During his Fulbright-Nehru Fellowship, he will study how contexts like human activity can be leveraged to implement opportunistic sensing techniques in smart masks. Successful research on context sensing will pave the way to preserve privacy and reduce the energy consumption of a smart face mask.

Mr. Adhikary received his B.Tech. (Electronics and Communication Engineering) from Gauhati University, Assam, where his capstone project was recognised as the best project. He has successfully conducted events targeting school children in the past where he has demonstrated prototyping tools to help students understand the basics of electronics. He also takes a keen interest in teaching undergraduate and school students.

Harish Sankar Aghila

Harish S A is a Ph.D. candidate and teaching assistant at the Department of Computer Science and Engineering, Indian Institute of Technology Hyderabad. The broader domains encompassing his research interests include networks, systems, and security. His current research explores the security implications of in-network systems that leverage cutting-edge technologies like software-defined networks and programmable data planes.

Harish is a recipient of the prestigious Prime Minister’s Research Fellowship (PMRF) awarded by the Ministry of Education, Government of India. As a part of his doctoral research, he actively engaged in a security project alongside ASEAN countries and participated in their student exchange program. He published research papers and presented his work at reputed international venues. Additionally, he has received the notable SIGCOMM travel grant award, among many others.

He earned a bachelor’s degree in computer science and engineering from the National Institute of Technology Puducherry, during which time he interned with the UMR TETIS Joint Research Unit in Montpellier, France.
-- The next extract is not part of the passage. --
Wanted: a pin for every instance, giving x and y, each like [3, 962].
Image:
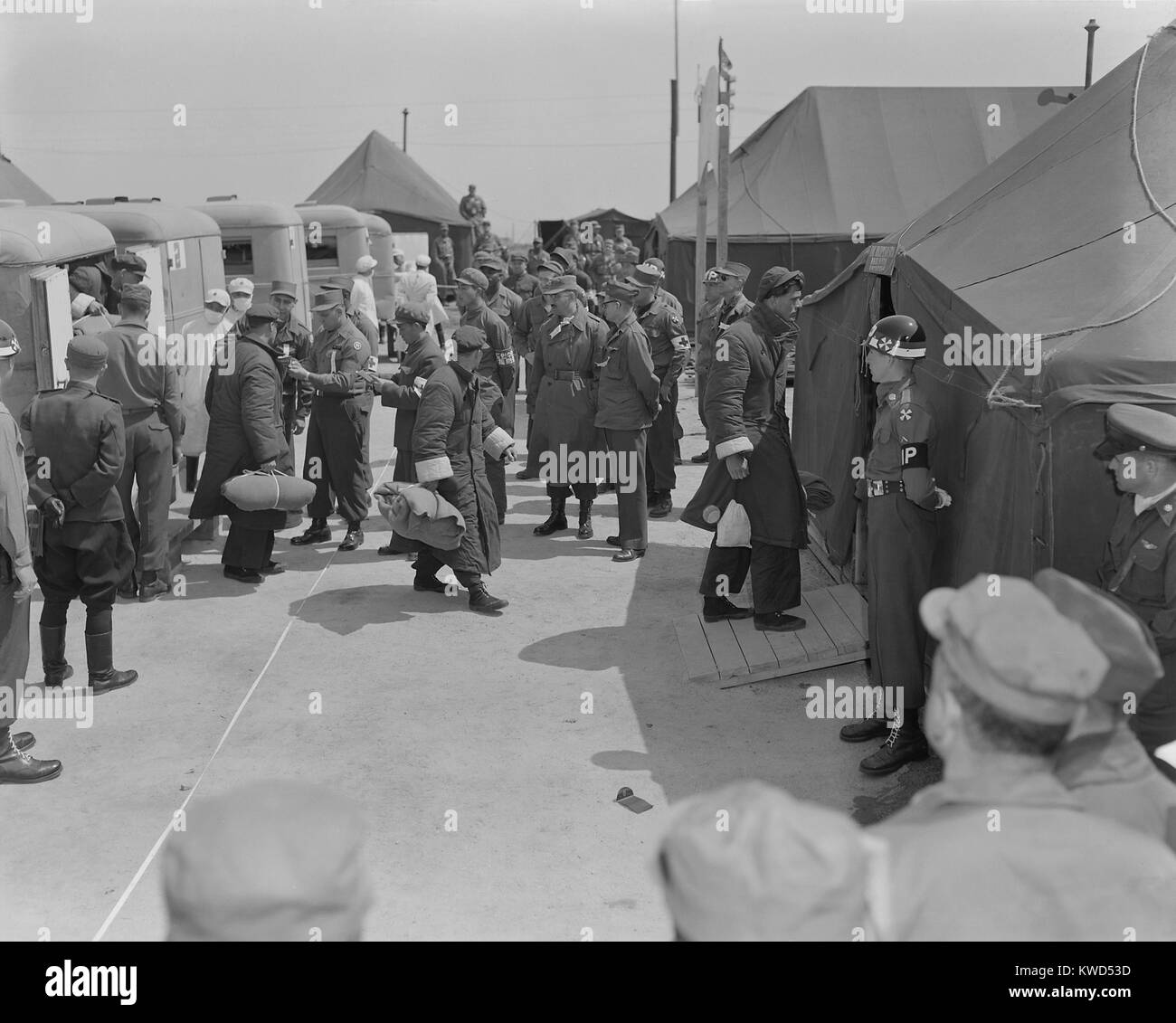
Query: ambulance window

He holds a master’s degree in computer engineering (cyber security) from the National Institute of Technology Kurukshetra.

As a Fulbright-Nehru Doctoral Research fellow at the University of Texas, Austin, TX, Harish is examining to secure data-driven, in-network systems built on high-speed programmable data planes against adversarial inputs. His vision is to bolster the resilience of next-generation computer networks against security threats. Harish teaches undergraduate students about network security. He enjoys road trips and chess.

Shruti Singh

Ms. Shruti Singh is a doctoral candidate at the Computer Science and Engineering department, Indian Institute of Technology Gandhinagar, Gujarat. Her research interests lie in the field of natural language processing, specifically in learning representations of scientific articles. Her research goal is to develop tools that assist researchers at various stages of the research cycle and democratize the entry of marginalized communities into research.

Ms. Singh received her bachelor’s in information and communication technology with a minor in computational sciences from Dhirubhai Ambani Institute of Information and Communication Technology, Gujarat. Post her bachelor’s, she worked as a research engineer at Raxter and a product engineer at Sprinklr.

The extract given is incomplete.